En 1984 publicó Geografías y El desexilio y otras conjeturas , mientras en 1985 trabajó de conjunto con el cantautor catalán Joan Manuel Serrat en el disco El sur también existe.

Su vertiginosa producción a partir de entonces incluye Despiste y franquezas (1991), La borra del café (1993), Andamios (1996) y los poemarios Mas acá del horizonte (1997) y La vida, ese paréntesis (1998).

Le siguieron El porvenir de mi pasado (2003), Memoria y esperanza, un mensaje para los jóvenes (2004) y los poemarios El mundo que respira (2001), Existir todavía (2004) y Vivir adrede (2007), entre otras.

No hubo un género literario que Benedetti -exponente por antonomasia de la llamada generación uruguaya de 1945- no cultivara, siempre desde la visión de la izquierda.

Sus poesías han sido cantadas por Joan Manuel Serrat, Daniel Viglietti, Nacha Guevara, Luis Pastor y Pedro Guerra, entre otros.

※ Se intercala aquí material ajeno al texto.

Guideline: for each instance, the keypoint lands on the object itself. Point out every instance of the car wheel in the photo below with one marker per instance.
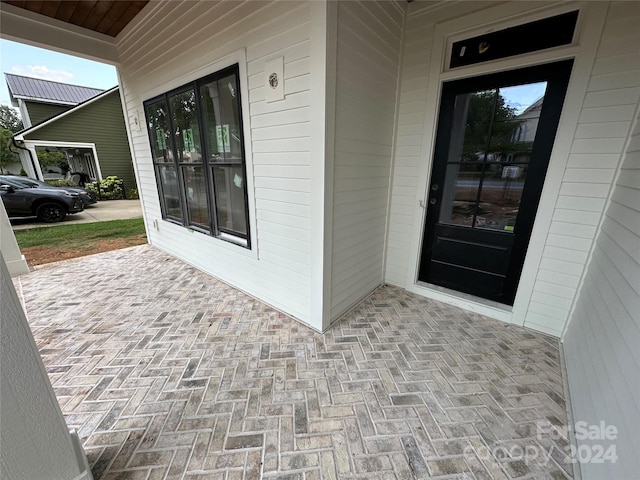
(51, 212)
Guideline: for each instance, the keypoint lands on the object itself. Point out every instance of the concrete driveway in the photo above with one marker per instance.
(98, 212)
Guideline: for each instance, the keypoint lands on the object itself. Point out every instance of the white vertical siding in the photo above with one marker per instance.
(368, 58)
(601, 344)
(603, 127)
(410, 139)
(604, 124)
(177, 42)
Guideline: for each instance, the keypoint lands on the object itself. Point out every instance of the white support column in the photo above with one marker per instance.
(34, 440)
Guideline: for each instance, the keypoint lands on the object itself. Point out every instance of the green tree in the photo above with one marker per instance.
(10, 123)
(490, 126)
(9, 119)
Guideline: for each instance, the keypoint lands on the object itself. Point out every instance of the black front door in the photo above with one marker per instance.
(494, 139)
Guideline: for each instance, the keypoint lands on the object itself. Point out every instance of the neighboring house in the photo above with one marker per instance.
(86, 124)
(40, 100)
(299, 151)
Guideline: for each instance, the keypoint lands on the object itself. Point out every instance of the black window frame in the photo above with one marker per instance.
(206, 161)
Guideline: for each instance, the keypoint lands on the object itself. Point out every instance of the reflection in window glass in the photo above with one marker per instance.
(158, 125)
(489, 150)
(185, 125)
(196, 196)
(230, 198)
(222, 120)
(167, 175)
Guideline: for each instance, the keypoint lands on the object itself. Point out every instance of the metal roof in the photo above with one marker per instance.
(38, 90)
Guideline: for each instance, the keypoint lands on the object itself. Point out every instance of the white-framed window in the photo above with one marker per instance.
(197, 144)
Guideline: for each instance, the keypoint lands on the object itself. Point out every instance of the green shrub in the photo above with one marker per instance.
(111, 188)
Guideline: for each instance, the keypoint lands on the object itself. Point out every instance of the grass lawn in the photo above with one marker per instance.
(61, 242)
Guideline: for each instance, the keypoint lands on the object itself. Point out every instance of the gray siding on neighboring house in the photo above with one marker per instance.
(101, 123)
(602, 341)
(42, 111)
(368, 60)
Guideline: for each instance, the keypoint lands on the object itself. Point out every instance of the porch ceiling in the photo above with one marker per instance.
(168, 373)
(103, 16)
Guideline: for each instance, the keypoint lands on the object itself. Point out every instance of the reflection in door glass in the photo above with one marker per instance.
(489, 151)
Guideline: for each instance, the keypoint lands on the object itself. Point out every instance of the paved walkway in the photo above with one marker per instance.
(98, 212)
(169, 374)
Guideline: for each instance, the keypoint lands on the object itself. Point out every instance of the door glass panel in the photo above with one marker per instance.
(490, 144)
(185, 125)
(460, 193)
(477, 122)
(500, 197)
(196, 193)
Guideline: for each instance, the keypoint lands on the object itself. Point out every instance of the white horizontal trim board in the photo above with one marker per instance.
(599, 108)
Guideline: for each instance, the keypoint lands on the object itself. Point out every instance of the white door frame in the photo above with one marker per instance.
(583, 51)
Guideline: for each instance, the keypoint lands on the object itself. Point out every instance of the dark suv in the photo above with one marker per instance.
(87, 196)
(48, 205)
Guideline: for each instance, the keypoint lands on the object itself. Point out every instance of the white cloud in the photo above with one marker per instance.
(43, 72)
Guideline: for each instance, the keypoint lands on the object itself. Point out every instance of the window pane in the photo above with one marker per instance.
(159, 134)
(230, 199)
(221, 104)
(168, 178)
(477, 108)
(185, 124)
(460, 193)
(196, 192)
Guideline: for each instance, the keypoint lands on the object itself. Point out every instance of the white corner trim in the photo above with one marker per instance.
(29, 130)
(323, 54)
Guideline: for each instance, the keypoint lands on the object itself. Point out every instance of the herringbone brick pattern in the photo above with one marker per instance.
(169, 374)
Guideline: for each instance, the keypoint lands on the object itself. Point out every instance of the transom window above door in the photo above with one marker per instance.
(197, 144)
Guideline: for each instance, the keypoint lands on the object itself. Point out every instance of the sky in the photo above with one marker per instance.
(28, 61)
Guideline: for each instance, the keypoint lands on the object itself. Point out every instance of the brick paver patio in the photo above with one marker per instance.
(168, 373)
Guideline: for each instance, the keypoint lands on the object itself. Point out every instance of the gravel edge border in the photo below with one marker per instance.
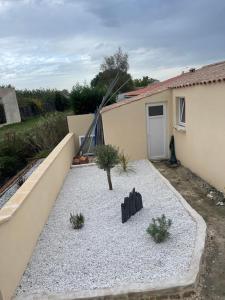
(189, 282)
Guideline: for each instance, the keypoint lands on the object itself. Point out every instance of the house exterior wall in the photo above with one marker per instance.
(11, 107)
(24, 215)
(126, 125)
(79, 124)
(201, 147)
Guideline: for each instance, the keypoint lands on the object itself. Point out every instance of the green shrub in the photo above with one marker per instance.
(50, 130)
(77, 221)
(85, 99)
(106, 158)
(17, 148)
(61, 102)
(124, 164)
(159, 229)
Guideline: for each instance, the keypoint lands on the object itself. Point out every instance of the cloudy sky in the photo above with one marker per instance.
(56, 43)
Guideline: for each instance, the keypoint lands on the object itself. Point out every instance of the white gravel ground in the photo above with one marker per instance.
(106, 253)
(11, 191)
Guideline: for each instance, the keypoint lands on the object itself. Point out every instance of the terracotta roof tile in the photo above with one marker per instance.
(206, 75)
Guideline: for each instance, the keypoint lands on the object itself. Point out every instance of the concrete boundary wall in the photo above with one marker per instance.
(24, 215)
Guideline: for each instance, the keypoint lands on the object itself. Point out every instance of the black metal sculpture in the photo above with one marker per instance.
(131, 205)
(173, 159)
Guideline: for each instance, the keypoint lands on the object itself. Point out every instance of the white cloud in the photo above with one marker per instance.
(54, 43)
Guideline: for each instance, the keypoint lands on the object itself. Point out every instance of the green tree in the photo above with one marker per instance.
(144, 81)
(111, 66)
(86, 99)
(107, 157)
(61, 102)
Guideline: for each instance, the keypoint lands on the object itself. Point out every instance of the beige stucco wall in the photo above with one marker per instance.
(126, 126)
(79, 124)
(24, 215)
(202, 147)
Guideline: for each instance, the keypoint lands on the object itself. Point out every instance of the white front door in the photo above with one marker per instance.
(157, 145)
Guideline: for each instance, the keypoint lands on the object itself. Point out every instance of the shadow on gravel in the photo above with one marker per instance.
(195, 191)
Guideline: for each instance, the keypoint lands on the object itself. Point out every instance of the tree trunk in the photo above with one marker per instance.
(109, 179)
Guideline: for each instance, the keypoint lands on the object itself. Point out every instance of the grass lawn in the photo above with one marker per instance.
(24, 125)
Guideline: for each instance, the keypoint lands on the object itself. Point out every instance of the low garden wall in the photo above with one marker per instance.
(24, 215)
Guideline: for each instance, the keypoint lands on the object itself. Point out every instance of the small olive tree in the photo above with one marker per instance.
(107, 157)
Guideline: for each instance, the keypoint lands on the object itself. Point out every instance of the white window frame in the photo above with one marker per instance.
(82, 136)
(180, 111)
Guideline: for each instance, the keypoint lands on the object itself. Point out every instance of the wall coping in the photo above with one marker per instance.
(15, 202)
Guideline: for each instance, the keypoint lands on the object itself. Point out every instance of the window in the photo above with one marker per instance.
(181, 111)
(156, 110)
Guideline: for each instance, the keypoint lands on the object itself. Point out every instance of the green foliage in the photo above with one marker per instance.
(77, 220)
(144, 81)
(86, 99)
(61, 102)
(106, 158)
(48, 132)
(17, 148)
(117, 61)
(41, 101)
(159, 229)
(125, 166)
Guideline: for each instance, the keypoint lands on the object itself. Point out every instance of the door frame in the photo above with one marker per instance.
(165, 113)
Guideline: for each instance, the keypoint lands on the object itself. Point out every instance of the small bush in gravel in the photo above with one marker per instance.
(20, 181)
(158, 229)
(124, 164)
(107, 157)
(77, 221)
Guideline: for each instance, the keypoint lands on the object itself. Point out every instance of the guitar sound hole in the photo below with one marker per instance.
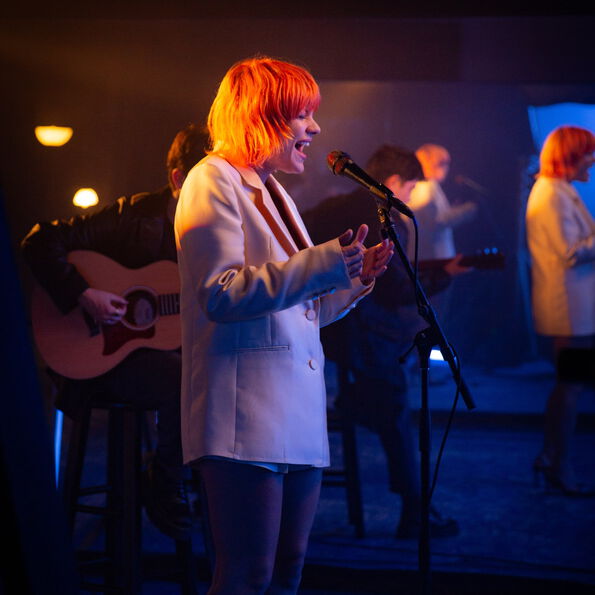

Algunas de sus novelas fueron llevadas al cine, como La tregua (1974) y Gracias por el fuego.

Mario Benedetti mereció numerosas distinciones, entre ellas las medallas Haydee Santamaría, por el 30 aniversario de la Casa de las Américas en La Habana (1989), y la Gabriela Mistral (1996), concedida por el gobierno chileno.

También, los premios León Felipe de España a los valores cívicos (1997), el Reina Sofía de Poesía Iberoamericana (1999), el Internacional Menéndez Pelayo, el Iberoamericano José Martí y el Internacional italiano de Literatura La Cultura del Mar, estos últimos en el 2001, cuando también fue nombrado Ciudadano Ilustre de Montevideo.

En el 2006 Mario Benedetti sufrió una pérdida de la que nunca se repuso: ese año falleció Luz López Alegre, con quien se había casado seis décadas antes.

En el 2007, ya resentido en su estado de salud, recibió del gobierno venezolano la Orden Francisco de Miranda en el grado de Generalísimo.

En el 2008 fue distinguido con el I Premio ALBA, del Fondo Cultural de la Alternativa Bolivariana para las Américas, en la categoría de Letras.

Ese año estuvo ingresado tres veces: en enero, durante casi un mes; por un episodio de enterocolitis, acompañado de un cuadro de deshidratación; en marzo, por un cuadro febril provocado por una infección urinaria; y en mayo, debido a una descompensación.

La última de sus obras que vio la luz fue el poemario Testigo de uno mismo, en agosto del pasado año.

Al momento de ser ingresado por última vez trabajaba en un nuevo y postrer libro de poesía de título provisional Biografía para encontrarme.